C: {foo: chararray, M: [value:chararray]}
D = FOREACH C GENERATE M#foo ;

想到的解决方案是FLATTEN conversations_grouped。然后在L [0-9] +标记上的conversations_grouped和line_map之间进行连接。你可能想要投出一些额外的字段(比如连接后的L [0-9] +标签),以便更快地完成下一步。之后,您将不得不重新组合数据,并按照正确的格式进行按摩。
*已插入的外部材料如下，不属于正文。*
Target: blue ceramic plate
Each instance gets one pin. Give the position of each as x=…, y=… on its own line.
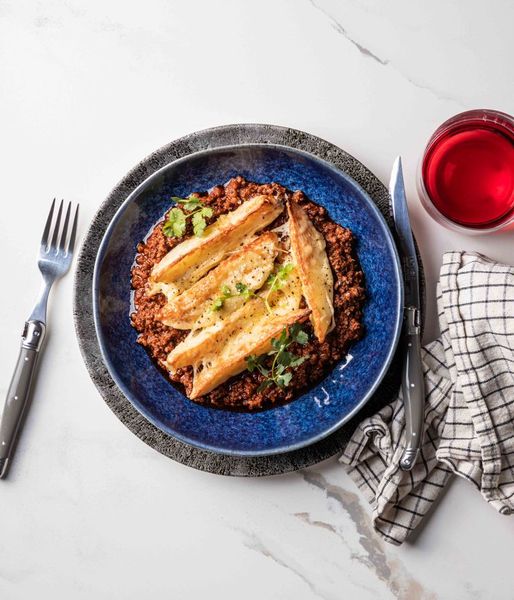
x=317, y=413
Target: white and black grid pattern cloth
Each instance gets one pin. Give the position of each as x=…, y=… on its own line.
x=469, y=411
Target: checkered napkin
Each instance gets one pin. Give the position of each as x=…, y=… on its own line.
x=469, y=410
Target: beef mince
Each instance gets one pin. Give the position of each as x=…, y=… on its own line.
x=240, y=392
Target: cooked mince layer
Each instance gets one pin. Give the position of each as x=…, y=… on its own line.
x=240, y=392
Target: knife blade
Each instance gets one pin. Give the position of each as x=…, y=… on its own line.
x=413, y=388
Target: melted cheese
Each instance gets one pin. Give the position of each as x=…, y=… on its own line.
x=190, y=260
x=219, y=351
x=309, y=255
x=249, y=266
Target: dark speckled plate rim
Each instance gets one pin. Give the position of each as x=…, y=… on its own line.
x=127, y=392
x=224, y=135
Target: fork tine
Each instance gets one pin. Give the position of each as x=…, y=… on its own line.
x=62, y=243
x=57, y=226
x=46, y=231
x=71, y=243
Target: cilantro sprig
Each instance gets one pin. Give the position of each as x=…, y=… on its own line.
x=280, y=373
x=175, y=224
x=276, y=282
x=218, y=302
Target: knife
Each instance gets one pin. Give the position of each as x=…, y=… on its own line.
x=413, y=385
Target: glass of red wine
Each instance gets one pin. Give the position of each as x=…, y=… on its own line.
x=466, y=174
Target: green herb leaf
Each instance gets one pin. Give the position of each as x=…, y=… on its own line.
x=199, y=224
x=284, y=360
x=190, y=203
x=217, y=304
x=175, y=224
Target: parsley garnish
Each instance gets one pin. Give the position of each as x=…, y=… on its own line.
x=276, y=281
x=282, y=359
x=244, y=291
x=175, y=224
x=220, y=300
x=225, y=292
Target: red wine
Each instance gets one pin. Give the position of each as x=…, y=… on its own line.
x=468, y=172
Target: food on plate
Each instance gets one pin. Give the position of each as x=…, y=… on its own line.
x=245, y=270
x=243, y=304
x=187, y=262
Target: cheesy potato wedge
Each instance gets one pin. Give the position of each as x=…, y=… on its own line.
x=190, y=260
x=248, y=267
x=256, y=338
x=200, y=343
x=311, y=260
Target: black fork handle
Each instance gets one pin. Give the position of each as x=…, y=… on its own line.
x=18, y=395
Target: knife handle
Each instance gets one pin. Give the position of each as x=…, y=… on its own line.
x=413, y=386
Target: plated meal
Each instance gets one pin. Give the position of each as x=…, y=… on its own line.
x=247, y=295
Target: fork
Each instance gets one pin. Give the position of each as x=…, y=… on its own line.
x=55, y=256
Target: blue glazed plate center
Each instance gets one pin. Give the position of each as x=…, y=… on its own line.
x=315, y=414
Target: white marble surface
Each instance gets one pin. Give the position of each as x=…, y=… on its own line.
x=87, y=90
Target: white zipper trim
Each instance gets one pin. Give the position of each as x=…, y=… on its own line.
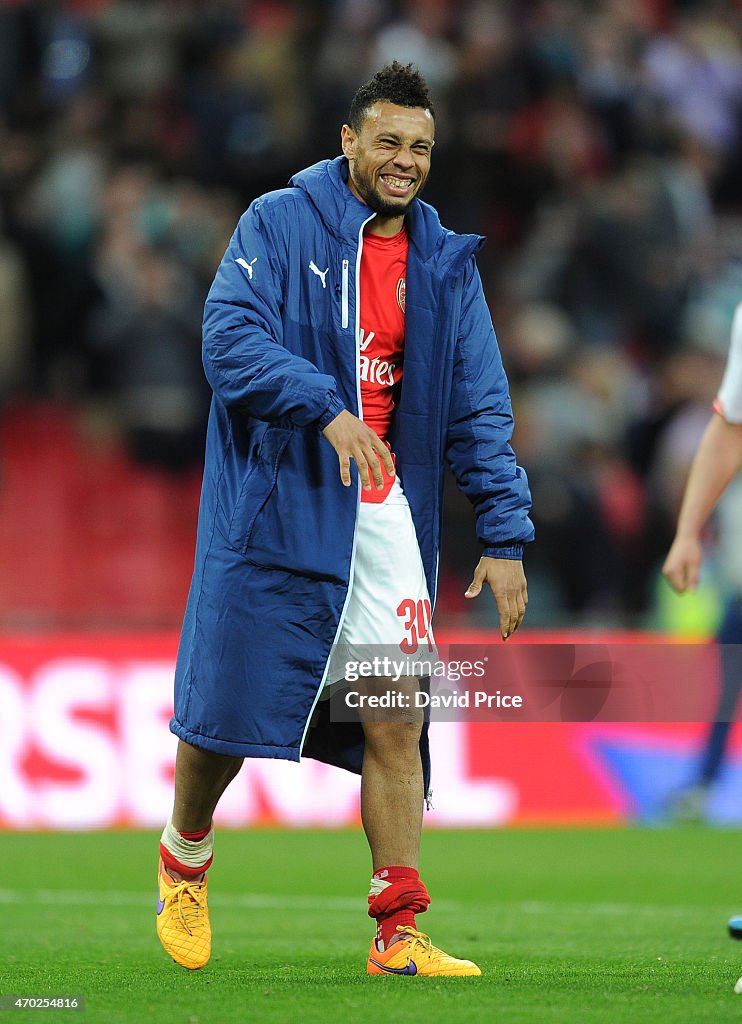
x=360, y=416
x=344, y=298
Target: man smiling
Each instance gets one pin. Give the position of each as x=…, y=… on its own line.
x=344, y=325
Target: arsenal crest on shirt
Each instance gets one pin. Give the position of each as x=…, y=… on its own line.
x=400, y=293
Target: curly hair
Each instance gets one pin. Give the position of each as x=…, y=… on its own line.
x=400, y=84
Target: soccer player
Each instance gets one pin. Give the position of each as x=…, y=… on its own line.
x=715, y=464
x=344, y=325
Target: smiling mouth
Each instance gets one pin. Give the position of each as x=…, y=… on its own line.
x=397, y=185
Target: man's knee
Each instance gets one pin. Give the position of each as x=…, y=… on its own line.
x=393, y=739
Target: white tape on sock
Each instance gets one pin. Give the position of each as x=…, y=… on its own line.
x=186, y=852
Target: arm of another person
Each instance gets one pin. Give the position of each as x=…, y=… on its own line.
x=480, y=427
x=715, y=464
x=248, y=366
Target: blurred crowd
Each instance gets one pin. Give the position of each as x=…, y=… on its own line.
x=597, y=144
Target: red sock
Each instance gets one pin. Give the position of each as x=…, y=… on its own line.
x=397, y=904
x=197, y=837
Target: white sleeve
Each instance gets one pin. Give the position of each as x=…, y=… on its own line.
x=729, y=399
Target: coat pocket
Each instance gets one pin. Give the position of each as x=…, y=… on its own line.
x=257, y=486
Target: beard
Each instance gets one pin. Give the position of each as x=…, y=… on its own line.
x=381, y=204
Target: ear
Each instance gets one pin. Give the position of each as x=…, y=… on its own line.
x=348, y=139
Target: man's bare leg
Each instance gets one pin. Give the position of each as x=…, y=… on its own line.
x=201, y=778
x=185, y=852
x=391, y=801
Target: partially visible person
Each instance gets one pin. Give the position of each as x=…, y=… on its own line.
x=715, y=465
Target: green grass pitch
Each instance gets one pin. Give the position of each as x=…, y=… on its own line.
x=568, y=926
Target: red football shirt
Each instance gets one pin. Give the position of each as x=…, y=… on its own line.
x=383, y=268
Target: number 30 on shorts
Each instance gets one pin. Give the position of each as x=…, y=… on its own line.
x=417, y=615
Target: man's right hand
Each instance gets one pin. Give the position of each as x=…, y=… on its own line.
x=352, y=438
x=683, y=563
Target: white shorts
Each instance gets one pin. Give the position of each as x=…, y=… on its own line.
x=388, y=610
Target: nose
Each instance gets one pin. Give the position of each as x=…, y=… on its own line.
x=403, y=158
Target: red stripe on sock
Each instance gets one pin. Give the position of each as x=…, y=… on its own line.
x=195, y=837
x=415, y=900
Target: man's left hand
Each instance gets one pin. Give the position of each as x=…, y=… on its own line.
x=508, y=583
这不起作用,除非每个行李都有自己的重新组合ID,但如果每个L [0-9] +标签只出现在一个行李(对话)中,您可以使用它创建一个唯一的ID

-- A is dumped conversations_grouped

B = FOREACH A {
    -- Pulls out an element from the bag to use as the id
    id = LIMIT tags 1 ;
    -- Flattens B into id, tag form.  Each group of tags will have the same id.
    GENERATE FLATTEN(id), FLATTEN(tags) ; 
    } 

B的架构和输出是:

B: {id: chararray,tags::tag: chararray}
(L194,L194)
(L194,L195)
(L194,L196)
(L194,L197)
(L198,L198)
(L198,L199)
(L200,L200)
(L200,L201)
(L200,L202)
(L200,L203)
(L204,L204)
(L204,L205)
(L204,L206)
(L207,L207)
(L207,L208)
(L271,L271)
(L271,L272)
(L271,L273)
(L271,L274)
(L271,L275)
(L276,L276)
(L276,L277)
(L280,L280)
(L280,L281)
(L363,L363)
(L363,L364)
(L365,L365)
(L365,L366)
(L666256,L666256)
(L666256,L666257)
(L666369,L666369)
(L666369,L666370)
(L666369,L666371)
(L666369,L666372)
(L666520,L666520)
(L666520,L666521)
(L666520,L666522)

假设标签是唯一的,其余部分就像:

-- A2 is line_map, loaded in tag/message pairs instead of a map

-- Joins conversations_grouped and line_map on tag
C = FOREACH (JOIN B by tags::tag, A2 by tag)
    -- This generate removes the tag
    GENERATE id, message ;

-- Regroups C on the id created in B
D = FOREACH (GROUP C BY id) 
    -- This step limits the output to just messages
    GENERATE C.(message) AS messages ;

D的模式和输出:

D: {messages: {(A2::message: chararray)}}
({(Colonel Durnford... William Vereker. I hear you 've been seeking Officers?),(Good ones, yes, Mr Vereker. Gentlemen who can ride and shoot)})
({(Your orders, Mr Vereker?),(I'm to take the Sikali with the main column to the river),(Lord Chelmsford seems to want me to stay back with my Basutos.),(I think Chelmsford wants a good man on the border Why he fears a flanking attack and requires a steady Commander in reserve.)})
({(Well I assure you, Sir, I have no desire to create difficulties. 45),(And I assure you, you do not In fact I'd be obliged for your best advice. What have your scouts seen?),(So far only their scouts. But we have had reports of a small Impi farther north, over there. )})

注意:如果最坏的话,(L [0-9] +标签不是唯一的)你可以给你输入文件的每一行一个顺序的整数id把它装进猪里。

更新:如果您使用的是猪0.11,那么您也可以使用RANK运算符。